Я достала колоду кредиток и попыталась разложить приемлемый пасьянс. Увы, круг замкнулся, и чтобы его разомкнуть, требовалась хотя бы небольшая инъекция наличных. Оживив «ПалмПлот», я прошлась по счетам: сорок три цента на расчетном и большая красивая баранка на союзно-студенческом — до следующей стипендии. Кредитной линии на бензин от «Апреля Свободы» хватит до Гревилля, но никак не обратно. Да еще мою старушку необходимо подремонтировать, причем по-белому: Гиглио ее посмотреть не успеет, потому что похороны в четверг.

Я вздохнула. Удружила, бабушка! В течение этого года было множество моментов, когда я запросто могла позволить себе ее похороны. Что ей стоило умереть пораньше! Все равно последние несколько лет толком не жила. Я бы, например, ни за что не согласилась лежать овощем, чтобы сиделки подсовывали судно.

Отпускной сберегательный: две тысячи долларов и четыре цента. Если спуститься ниже двух тысяч, то пеня пойдет убийственная. До стипендии набежит пятьсот штрафа, вдобавок к пятисотке, которую я потрачу на сервис и бензин. Ну что ж, отпускной сберегательный для того и предназначен: чтобы не занимать у друзей, когда наступит черный день.

— Спасибо, бабуль! — проворчала я, делая перевод. Затем выключила «Плот» и потащила газосвет в гостиную, чтобы отыскать телефон Стэтнерова приятеля, который понимал толк в семенах.


— …потом засыпаешь удобрением, и готовишься стричь ш-ш-ш… поны.

— А?

— И вся недолга, говорю! Сиди и жди. — Сквозь электрический буран голос был едва слышен. — Если через две недели не взойдет, значит, обули с семенами. Обычное дело, не огорчайся.

— Ага, не огорчайся! Они, между прочим, денег стоят… — А свежие, с гарантией, стоили бы еще больше.

— Ш-ш-ш… парься! Пару раз обожжешься, потом научишься нормальные от паленых отличать.

— Значит, поливать регулярно? И надеяться, что не паленые.
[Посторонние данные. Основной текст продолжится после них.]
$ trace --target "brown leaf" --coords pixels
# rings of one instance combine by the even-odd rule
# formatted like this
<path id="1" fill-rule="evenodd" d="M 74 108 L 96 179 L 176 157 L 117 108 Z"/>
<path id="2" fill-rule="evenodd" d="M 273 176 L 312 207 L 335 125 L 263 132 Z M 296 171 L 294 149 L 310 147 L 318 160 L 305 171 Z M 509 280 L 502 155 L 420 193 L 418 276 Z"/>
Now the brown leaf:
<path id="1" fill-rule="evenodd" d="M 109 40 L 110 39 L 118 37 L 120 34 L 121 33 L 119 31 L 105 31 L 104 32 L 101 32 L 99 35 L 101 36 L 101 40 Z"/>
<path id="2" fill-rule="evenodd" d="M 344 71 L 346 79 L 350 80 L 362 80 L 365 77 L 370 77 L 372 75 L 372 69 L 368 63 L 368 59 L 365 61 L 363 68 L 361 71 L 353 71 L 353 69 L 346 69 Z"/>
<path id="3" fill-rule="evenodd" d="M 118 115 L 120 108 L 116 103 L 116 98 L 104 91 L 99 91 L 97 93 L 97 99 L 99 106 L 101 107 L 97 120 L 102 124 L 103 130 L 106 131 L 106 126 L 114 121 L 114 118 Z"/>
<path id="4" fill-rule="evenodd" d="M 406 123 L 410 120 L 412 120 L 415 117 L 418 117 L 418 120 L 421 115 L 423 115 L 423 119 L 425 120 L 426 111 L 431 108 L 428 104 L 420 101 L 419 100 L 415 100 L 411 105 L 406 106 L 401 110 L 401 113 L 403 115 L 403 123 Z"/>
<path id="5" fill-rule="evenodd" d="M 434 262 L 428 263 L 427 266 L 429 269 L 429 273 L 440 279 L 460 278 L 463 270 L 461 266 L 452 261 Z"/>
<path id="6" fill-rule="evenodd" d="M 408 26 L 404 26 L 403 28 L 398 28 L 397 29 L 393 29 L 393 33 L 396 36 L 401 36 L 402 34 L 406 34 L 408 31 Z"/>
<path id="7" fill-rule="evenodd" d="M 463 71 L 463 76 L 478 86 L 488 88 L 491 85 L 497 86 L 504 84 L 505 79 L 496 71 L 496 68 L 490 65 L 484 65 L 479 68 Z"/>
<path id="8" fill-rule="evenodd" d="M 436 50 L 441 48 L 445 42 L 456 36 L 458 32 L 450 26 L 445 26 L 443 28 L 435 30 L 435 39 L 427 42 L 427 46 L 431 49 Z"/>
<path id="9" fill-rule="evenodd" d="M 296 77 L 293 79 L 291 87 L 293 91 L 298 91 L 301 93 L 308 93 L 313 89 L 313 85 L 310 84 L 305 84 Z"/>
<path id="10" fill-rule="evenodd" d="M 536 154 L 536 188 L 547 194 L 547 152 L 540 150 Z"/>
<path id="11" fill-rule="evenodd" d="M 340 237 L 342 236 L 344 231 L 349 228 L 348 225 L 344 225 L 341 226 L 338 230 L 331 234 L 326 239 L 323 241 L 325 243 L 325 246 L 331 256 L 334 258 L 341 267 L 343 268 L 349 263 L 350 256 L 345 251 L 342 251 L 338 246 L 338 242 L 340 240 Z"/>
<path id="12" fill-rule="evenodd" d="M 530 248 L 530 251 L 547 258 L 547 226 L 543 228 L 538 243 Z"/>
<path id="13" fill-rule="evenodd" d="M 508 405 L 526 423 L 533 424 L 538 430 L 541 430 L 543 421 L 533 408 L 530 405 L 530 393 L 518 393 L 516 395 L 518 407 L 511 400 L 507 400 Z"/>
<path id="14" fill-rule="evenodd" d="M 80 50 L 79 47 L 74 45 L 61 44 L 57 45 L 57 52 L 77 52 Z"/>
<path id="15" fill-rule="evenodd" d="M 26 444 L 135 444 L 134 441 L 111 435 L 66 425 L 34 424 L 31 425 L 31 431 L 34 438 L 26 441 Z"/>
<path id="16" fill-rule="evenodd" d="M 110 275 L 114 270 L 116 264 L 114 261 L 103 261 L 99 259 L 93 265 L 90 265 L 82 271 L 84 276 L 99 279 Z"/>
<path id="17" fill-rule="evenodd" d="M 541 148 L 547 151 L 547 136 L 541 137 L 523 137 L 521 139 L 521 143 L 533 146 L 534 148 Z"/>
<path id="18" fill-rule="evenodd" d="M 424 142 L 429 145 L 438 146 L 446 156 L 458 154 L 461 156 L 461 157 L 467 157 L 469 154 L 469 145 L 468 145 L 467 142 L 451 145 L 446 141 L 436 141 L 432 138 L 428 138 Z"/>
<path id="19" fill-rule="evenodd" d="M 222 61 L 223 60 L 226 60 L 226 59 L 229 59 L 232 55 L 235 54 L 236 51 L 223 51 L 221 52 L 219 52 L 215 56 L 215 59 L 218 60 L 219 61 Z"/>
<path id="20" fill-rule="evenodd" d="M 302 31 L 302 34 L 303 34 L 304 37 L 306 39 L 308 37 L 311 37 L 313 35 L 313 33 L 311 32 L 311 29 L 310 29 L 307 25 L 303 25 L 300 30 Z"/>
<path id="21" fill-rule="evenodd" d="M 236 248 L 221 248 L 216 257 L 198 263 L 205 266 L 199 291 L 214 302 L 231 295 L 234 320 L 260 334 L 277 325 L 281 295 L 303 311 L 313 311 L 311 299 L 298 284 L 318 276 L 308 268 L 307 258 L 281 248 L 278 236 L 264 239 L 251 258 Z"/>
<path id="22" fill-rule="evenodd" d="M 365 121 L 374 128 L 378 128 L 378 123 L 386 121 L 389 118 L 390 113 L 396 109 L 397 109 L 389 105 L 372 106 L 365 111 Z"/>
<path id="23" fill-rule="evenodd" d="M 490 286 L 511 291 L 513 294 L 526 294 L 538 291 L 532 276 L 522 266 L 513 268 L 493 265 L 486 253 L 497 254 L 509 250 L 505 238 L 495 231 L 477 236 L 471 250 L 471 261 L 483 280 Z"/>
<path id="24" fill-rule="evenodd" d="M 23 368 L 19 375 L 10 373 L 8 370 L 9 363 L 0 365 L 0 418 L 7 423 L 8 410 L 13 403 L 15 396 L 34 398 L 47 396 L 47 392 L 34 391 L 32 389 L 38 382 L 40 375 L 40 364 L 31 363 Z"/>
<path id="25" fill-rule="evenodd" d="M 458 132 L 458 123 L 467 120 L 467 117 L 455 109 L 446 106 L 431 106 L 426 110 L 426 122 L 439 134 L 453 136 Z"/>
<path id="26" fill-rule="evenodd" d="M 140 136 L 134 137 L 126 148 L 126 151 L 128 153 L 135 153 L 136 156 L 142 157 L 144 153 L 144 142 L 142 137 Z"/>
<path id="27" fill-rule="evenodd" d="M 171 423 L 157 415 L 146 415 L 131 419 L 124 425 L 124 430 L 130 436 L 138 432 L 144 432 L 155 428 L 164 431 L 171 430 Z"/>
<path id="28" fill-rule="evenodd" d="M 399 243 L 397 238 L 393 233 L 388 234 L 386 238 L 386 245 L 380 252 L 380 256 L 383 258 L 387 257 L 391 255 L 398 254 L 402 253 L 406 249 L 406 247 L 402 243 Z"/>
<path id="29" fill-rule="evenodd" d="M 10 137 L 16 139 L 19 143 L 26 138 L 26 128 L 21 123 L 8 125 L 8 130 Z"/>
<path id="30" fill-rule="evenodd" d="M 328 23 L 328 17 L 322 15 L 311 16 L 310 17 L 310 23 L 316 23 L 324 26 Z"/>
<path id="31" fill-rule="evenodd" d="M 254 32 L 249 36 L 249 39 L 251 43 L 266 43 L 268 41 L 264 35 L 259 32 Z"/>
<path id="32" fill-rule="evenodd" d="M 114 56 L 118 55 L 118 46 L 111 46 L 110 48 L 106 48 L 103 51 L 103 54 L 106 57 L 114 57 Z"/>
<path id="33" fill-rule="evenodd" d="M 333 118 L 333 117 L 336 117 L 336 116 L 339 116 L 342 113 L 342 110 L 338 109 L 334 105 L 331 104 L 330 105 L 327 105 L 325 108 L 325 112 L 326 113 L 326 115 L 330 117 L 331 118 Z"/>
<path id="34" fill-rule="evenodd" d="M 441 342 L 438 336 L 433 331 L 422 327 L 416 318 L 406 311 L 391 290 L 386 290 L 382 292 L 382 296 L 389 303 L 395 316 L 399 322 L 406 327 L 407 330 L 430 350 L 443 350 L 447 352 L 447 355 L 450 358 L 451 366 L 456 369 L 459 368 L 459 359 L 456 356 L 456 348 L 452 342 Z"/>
— Питательную смесь добавляй. В той пропорции, что я говорил… Слушай, мне бежать пора. У меня встреча с агентом из Здорпитания. Привет Стэтнеру! Скажи, что я благодарен за наводку: не каждый день попадаются хорошие работники.

— Ладно, передам. Спасибо за помощь!

Пестрый карнавал помех сменился мертвенно-четкими гудками. Я повесила трубку и взялась за ножницы. Семена в пакетике походили на сухие бобы: безжизненные и безнадежные. Я распорола сверток с «Чудо-червью», которая походила на белый гравий, перемешанный с рождественскими блестками. Не хватало музыки, чтобы успокоить дрожащие руки. Динамики сгорели неделю назад, а на ремонт теперь за полтора месяца не наберешь. Вымыв руки «Антибактом» я приступила к делу.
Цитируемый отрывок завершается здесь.